Overall, the reforms in the UK aimed to ensure a fair and independent judiciary by limiting the influence of political and judicial figures in the selection process, similar to the lifetime appointments of US Supreme Court justices intended to insulate them from political pressures.

Navigating Reform: Enhancing the Collegium System for Judicial Efficiency

After careful consideration of the shortcomings highlighted by various reputable sources and members of the judiciary itself, it is evident that the current system for appointing judges requires reform. While the collegium system has served its purpose for a time, it has failed to adapt to changing circumstances and address inherent flaws. Moreover, reverting to the pre-collegium system, where the government had sole authority in appointing judges, is deemed highly unfavorable as it compromises the independence of the judiciary.

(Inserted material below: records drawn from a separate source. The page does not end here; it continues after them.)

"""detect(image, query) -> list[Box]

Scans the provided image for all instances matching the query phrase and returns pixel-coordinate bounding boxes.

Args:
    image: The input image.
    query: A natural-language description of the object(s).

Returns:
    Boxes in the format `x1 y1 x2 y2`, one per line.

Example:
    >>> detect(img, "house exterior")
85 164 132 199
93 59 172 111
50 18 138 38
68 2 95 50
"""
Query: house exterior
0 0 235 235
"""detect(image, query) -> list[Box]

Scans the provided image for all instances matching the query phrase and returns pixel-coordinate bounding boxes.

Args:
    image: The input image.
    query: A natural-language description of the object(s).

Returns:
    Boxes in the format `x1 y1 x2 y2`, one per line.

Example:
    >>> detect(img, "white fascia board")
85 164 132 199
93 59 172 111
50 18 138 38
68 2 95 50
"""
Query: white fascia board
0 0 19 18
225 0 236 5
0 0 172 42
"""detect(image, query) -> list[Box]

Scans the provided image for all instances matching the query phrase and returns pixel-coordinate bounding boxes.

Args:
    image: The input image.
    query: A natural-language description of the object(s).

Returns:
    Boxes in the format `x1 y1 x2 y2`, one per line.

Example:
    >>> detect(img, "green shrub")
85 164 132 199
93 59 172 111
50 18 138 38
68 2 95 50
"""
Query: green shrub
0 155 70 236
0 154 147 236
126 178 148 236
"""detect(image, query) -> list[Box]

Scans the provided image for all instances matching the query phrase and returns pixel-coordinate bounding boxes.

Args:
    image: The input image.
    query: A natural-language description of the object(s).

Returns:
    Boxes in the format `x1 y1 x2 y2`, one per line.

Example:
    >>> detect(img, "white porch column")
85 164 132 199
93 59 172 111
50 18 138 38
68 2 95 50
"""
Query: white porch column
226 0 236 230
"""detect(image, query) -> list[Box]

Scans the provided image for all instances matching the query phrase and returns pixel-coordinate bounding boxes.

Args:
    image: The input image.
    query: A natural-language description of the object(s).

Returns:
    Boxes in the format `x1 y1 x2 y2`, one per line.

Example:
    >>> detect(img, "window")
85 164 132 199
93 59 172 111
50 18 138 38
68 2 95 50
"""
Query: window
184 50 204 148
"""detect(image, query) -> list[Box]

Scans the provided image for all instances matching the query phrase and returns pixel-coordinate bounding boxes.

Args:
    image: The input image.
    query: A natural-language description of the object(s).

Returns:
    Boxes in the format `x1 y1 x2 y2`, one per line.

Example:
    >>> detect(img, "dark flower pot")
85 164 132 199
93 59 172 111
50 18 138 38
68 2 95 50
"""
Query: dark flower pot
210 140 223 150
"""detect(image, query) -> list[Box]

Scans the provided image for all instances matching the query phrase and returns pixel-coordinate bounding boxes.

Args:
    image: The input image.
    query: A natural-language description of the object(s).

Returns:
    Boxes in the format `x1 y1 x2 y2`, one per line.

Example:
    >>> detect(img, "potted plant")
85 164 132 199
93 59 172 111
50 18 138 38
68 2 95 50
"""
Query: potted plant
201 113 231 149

In addition to rectifying the flaws of the existing collegium system, the new system must ensure a clear separation of the judiciary from executive and parliamentary intervention. The NJAC, despite its earlier invalidation in 2015, needs to be restructured. Commission members should establish precise criteria for selecting Supreme Court justices to mitigate nepotism and ensure transparency. The commission’s operations and documentation should be accessible to the public through official government channels, allowing for scrutiny. Each member of the appointment committee should utilize a voting mechanism, such as secret balloting, to ensure impartiality. Background checks should be conducted before selecting nominees, and the tradition of appointing the most senior judge as Chief Justice should remain unchanged.

The Commission should have the authority to investigate the behavior of judges and initiate probes if necessary. In cases involving the replacement of High Court judges, consultation with the Chief Justice of the relevant High Court and additional Supreme Court judges should be mandatory. To address any internal operational flaws within the collegium, a temporary collegium akin to substitute officers should be established. Collegium members should be able to delegate their authority if needed, with the transferred member meeting the criteria set for Commission members. Any appointments made by the Collegium based on favoritism or other improper motives should be deemed invalid.

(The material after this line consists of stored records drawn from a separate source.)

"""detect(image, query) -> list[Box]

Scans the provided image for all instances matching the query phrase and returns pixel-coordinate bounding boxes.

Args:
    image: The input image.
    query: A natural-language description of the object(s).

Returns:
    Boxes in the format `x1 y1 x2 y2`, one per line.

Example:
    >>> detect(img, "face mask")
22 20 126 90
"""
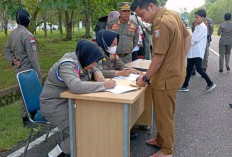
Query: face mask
107 46 117 54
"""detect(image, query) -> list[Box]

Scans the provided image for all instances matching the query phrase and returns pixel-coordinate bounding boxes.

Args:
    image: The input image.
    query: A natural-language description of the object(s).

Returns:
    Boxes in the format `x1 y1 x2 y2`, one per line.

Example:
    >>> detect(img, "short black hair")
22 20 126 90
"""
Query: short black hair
131 0 159 12
224 13 231 21
194 10 206 18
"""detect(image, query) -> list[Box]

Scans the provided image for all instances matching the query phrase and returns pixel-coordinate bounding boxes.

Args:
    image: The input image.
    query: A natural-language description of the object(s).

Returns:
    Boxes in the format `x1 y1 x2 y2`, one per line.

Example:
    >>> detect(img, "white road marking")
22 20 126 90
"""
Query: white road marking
210 48 219 56
7 127 59 157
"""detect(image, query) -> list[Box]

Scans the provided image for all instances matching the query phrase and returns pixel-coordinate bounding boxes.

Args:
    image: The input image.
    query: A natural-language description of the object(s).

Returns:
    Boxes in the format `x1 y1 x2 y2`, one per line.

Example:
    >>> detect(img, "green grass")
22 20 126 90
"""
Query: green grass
213 24 219 36
0 29 88 89
0 101 30 150
0 29 89 150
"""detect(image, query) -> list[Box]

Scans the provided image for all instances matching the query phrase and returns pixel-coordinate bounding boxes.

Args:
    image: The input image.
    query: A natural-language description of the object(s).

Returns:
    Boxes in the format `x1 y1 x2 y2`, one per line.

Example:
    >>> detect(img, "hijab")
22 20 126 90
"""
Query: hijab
16 8 30 28
75 40 104 68
107 11 120 23
96 29 119 56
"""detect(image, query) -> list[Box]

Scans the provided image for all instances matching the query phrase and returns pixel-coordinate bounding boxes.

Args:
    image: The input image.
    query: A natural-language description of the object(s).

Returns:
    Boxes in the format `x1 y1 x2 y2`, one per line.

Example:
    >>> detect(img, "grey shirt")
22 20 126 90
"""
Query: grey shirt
3 25 41 78
40 52 105 115
217 21 232 45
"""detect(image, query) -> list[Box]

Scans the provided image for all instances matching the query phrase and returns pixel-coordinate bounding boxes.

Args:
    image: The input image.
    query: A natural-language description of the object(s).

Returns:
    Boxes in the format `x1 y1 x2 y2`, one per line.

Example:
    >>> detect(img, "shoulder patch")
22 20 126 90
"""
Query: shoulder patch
30 38 37 52
112 24 119 30
154 29 160 38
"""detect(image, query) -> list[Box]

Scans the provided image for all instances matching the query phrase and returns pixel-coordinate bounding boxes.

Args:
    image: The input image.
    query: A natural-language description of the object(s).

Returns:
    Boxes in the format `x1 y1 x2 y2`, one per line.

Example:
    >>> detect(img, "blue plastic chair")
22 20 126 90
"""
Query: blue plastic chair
17 69 54 157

Ultimately, the legislative branch must devise a proposal that serves the interests of the general public and the integrity of the judicial system.


There is ongoing debate surrounding the effectiveness of the current Collegium structure, particularly in light of recent events involving three judges. While the Collegium System was established with noble intentions, its performance over the years has failed to meet public expectations. The government’s proposal to replace the Collegium with the National Judicial Appointments Commission (NJAC) never materialized. However, the paramount importance of maintaining the independence of the judiciary cannot be overstated, and it must be safeguarded at all costs.

If the Collegium system continues to face criticism and challenges, it may require modifications to address its shortcomings. It is crucial to uphold public trust and confidence in the judiciary, which can only be achieved through transparency and accountability in the appointment process. Any miscommunications or controversies risk eroding public faith in the judicial branch, underscoring the need for openness and accountability within the judiciary.